Feature
Message from Andhra Pradesh

The July 28 Mudigonda massacre in Khammam district of Andhra Pradesh has once again drawn the country’s attention to the actual state of democracy in rural India. For the last few months, Andhra Pradesh has been witnessing the rise of a statewide popular land struggle. Instead of heeding the demands of the land movement which is led by almost the entire spectrum of Left forces from the CPI and CPI(M) to the CPI(ML), the Rajshekhar Reddy government has responded by framing and arresting activists in large numbers. On July 28 the state was having a united Left-sponsored bandh to demand the setting up of an autonomous land reforms panel and withdrawal of repressive measures unleashed by the state government. The Reddy government chose to meet the bandh with brutal repression, gunning down eight unarmed persons, including a woman, in Mudigonda village of Khammam district.

The Andhra incidents clearly tell us that land remains a central demand for the rural poor and that whenever the landless poor forcefully assert this demand the state sheds all democratic pretensions and answers with cold-blooded murder. Almost all state governments have begun to reverse in practice, if not also overtly in terms of legislation, whatever land reforms had been implemented in the early decades after Independence. While a small house site or an acre of cultivable land remains a distant dream for millions of landless agricultural labourers and poor peasants, the powers that be are busy promoting a new form of corporate landlordism in the name of developing Special Economic Zones. Andhra Pradesh is a tell-tale example of this stark contrast and the Reddy government has opened fire both on Visakhapatnam fisherfolks opposing SEZ and Khammam peasants demanding land redistribution.

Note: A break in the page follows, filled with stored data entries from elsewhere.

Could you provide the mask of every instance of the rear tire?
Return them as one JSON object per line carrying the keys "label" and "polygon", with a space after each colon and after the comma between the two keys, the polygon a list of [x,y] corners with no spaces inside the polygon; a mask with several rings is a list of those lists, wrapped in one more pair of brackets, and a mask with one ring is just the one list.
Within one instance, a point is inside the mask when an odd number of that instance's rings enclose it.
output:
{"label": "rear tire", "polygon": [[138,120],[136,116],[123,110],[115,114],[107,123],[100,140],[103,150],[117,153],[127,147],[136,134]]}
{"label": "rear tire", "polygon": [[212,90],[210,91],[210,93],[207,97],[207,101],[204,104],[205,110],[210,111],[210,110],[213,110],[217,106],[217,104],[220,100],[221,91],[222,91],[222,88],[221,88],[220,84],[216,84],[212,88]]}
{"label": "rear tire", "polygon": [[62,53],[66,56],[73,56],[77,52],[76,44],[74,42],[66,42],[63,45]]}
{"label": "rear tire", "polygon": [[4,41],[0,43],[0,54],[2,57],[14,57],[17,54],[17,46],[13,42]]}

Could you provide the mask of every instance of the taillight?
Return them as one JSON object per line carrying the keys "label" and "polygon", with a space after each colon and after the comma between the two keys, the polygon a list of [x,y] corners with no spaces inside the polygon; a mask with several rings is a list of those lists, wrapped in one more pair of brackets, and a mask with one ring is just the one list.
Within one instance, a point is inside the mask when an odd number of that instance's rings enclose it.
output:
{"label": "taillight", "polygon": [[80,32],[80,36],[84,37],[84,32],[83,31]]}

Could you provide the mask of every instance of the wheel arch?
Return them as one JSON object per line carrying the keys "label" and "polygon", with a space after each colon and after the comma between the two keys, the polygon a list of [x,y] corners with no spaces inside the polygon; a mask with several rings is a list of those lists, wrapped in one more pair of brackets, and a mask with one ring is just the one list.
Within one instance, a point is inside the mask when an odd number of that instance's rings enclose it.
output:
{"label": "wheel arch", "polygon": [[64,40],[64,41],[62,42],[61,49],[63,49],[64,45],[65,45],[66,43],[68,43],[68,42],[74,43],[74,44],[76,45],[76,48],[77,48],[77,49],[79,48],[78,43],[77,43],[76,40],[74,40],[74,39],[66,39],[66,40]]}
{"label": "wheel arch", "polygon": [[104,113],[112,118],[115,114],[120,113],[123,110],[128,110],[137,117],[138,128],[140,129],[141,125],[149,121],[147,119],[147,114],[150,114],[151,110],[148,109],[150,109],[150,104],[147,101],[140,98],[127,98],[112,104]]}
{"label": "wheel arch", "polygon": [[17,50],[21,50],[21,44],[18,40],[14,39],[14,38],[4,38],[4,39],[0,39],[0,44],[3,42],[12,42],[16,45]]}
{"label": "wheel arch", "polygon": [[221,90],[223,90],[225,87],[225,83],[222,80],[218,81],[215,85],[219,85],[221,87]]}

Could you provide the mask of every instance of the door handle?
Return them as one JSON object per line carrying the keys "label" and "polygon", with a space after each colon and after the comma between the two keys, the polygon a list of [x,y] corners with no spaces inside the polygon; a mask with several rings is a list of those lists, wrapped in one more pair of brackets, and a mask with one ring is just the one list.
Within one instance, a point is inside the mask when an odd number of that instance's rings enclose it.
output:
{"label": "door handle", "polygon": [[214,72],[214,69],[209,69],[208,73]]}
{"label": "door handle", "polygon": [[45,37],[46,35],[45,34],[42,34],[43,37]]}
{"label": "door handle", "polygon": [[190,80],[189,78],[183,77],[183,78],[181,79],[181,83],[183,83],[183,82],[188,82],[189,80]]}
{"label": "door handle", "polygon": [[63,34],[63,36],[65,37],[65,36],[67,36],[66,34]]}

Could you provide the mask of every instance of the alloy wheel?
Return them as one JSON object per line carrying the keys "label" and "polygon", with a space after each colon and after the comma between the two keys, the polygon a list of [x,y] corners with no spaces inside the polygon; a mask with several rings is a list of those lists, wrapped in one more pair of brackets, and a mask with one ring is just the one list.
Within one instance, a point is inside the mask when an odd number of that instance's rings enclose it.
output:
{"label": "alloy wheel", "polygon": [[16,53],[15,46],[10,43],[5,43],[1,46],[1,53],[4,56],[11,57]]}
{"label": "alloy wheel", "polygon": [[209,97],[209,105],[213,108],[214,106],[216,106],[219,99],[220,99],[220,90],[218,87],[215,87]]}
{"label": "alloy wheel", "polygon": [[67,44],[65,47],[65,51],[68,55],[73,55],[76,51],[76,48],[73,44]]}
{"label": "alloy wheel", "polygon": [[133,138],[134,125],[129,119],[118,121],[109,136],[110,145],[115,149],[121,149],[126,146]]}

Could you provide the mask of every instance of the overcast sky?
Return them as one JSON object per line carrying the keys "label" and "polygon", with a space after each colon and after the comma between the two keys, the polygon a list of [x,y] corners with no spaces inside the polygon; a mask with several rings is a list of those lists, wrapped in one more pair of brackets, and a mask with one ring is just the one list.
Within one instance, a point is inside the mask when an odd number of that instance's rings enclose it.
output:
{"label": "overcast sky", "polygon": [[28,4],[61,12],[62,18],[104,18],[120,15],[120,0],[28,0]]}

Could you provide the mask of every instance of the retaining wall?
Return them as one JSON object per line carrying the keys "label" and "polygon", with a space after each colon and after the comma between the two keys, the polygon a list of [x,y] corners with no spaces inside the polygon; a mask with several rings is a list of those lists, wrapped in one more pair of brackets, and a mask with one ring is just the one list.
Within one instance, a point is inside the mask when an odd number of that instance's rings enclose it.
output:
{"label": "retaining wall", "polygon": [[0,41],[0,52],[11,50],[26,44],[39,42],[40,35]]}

The developing land struggle in Andhra has also upheld the real content of Left unity – unity in the field of struggle, unity on the basis of the interests of the toiling masses. Earlier during the TDP regime, a similar kind of unity had begun to develop in the state against the neo-liberal economic reforms. Yet instead of carrying forward the process of unity and raising it to a higher political level, the CPI(M) leadership chose to backtrack and enter into a partnership with the Congress during the elections. Once again prospects of unity are developing in Andhra Pradesh, and the CPI(M) is uncomfortable about it. When the CPI(ML) put forward a proposal for a joint demonstration in Delhi against the Mudigonda massacre, the CPI(M) leadership turned it down citing political differences. The CPI(M) can work together with the Congress in spite of massacres like Mudigonda, but it cannot join hands with the CPI(ML) in the battle for justice for the Mudigonda victims!

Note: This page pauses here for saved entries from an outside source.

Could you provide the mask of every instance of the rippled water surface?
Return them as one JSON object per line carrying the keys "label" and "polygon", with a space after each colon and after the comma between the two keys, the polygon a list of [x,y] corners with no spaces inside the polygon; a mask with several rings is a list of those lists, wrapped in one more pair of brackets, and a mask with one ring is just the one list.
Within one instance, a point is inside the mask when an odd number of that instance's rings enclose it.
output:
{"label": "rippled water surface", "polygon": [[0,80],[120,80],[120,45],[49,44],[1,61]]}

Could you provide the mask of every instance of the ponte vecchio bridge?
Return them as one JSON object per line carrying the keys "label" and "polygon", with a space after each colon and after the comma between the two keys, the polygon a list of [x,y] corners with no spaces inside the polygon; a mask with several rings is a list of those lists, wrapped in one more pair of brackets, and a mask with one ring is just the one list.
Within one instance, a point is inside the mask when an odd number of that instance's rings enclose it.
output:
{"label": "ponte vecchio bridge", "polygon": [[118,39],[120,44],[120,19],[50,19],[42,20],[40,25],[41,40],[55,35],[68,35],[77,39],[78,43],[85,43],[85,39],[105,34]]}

The CPI(M)’s sectarianism on the question of any kind of joint action with the CPI(ML) stems perhaps from its own internal dilemma and contradiction. In a state like Andhra where the CPI(M) is not in power, it takes up issues like land reforms and has to face state repression in the process. In West Bengal, where the party has been uninterruptedly in power for three decades, its government is bent upon relaxing and reversing the land ceiling legislation and has no hesitation in massacring anti-SEZ protesters in Nandigram. How does the party now reconcile Mudigonda with Nandigram? The party is perhaps also wary about the future of its relations with the Congress. Just as Nandigram is passé for the CPI(M) leadership, it would also like to treat Mudigonda as a passing aberration and not let it sour its growing partnership with the Congress.

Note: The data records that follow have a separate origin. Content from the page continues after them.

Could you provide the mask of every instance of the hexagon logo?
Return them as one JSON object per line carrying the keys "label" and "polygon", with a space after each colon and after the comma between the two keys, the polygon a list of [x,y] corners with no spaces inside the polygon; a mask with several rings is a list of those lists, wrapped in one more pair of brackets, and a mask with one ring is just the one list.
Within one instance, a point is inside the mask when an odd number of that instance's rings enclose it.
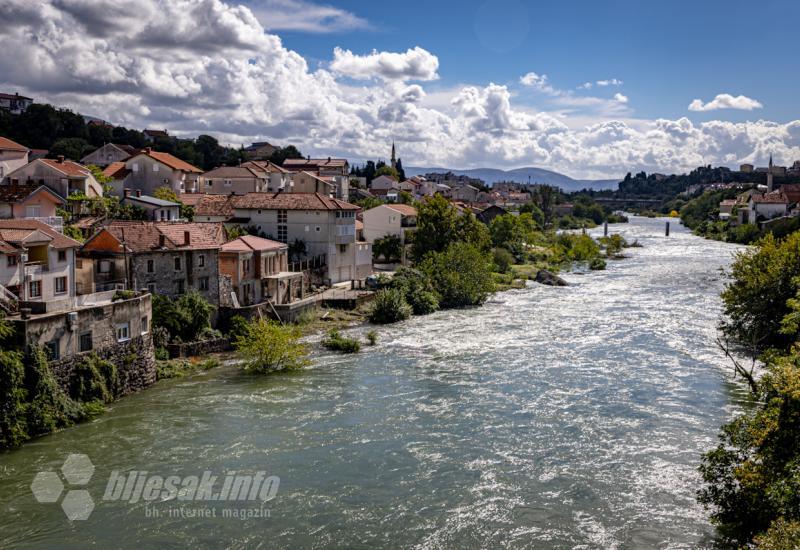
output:
{"label": "hexagon logo", "polygon": [[[31,491],[38,502],[53,504],[61,498],[65,485],[86,485],[93,474],[94,464],[88,456],[71,454],[61,465],[61,475],[53,471],[37,473],[31,482]],[[94,510],[94,501],[86,489],[69,489],[61,501],[61,509],[68,520],[84,521]]]}

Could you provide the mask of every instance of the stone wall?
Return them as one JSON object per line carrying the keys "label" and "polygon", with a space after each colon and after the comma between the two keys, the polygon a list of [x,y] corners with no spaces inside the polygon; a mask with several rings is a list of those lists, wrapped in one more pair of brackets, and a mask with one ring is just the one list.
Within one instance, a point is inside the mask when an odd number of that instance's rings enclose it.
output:
{"label": "stone wall", "polygon": [[175,359],[176,357],[197,357],[209,353],[229,351],[231,349],[231,341],[228,338],[215,338],[213,340],[203,340],[201,342],[167,345],[170,359]]}
{"label": "stone wall", "polygon": [[50,369],[64,391],[69,392],[69,381],[75,367],[92,353],[116,365],[119,376],[117,397],[143,390],[156,381],[153,339],[150,334],[144,334],[131,338],[127,342],[116,343],[50,363]]}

The battle for land and democracy is however too basic and urgent to obey the CPI(M)’s narrow pragmatic calculations. All the forces of the Left who wish to advance the people’s movement and develop mutual unity and understanding on the basis of such a shared struggle on a shared agenda will surely draw inspiration and appropriate lessons from the incidents in Andhra Pradesh. Red salute to the peasant martyrs of Mudigonda and to the heroic fighters of Andhra Pradesh!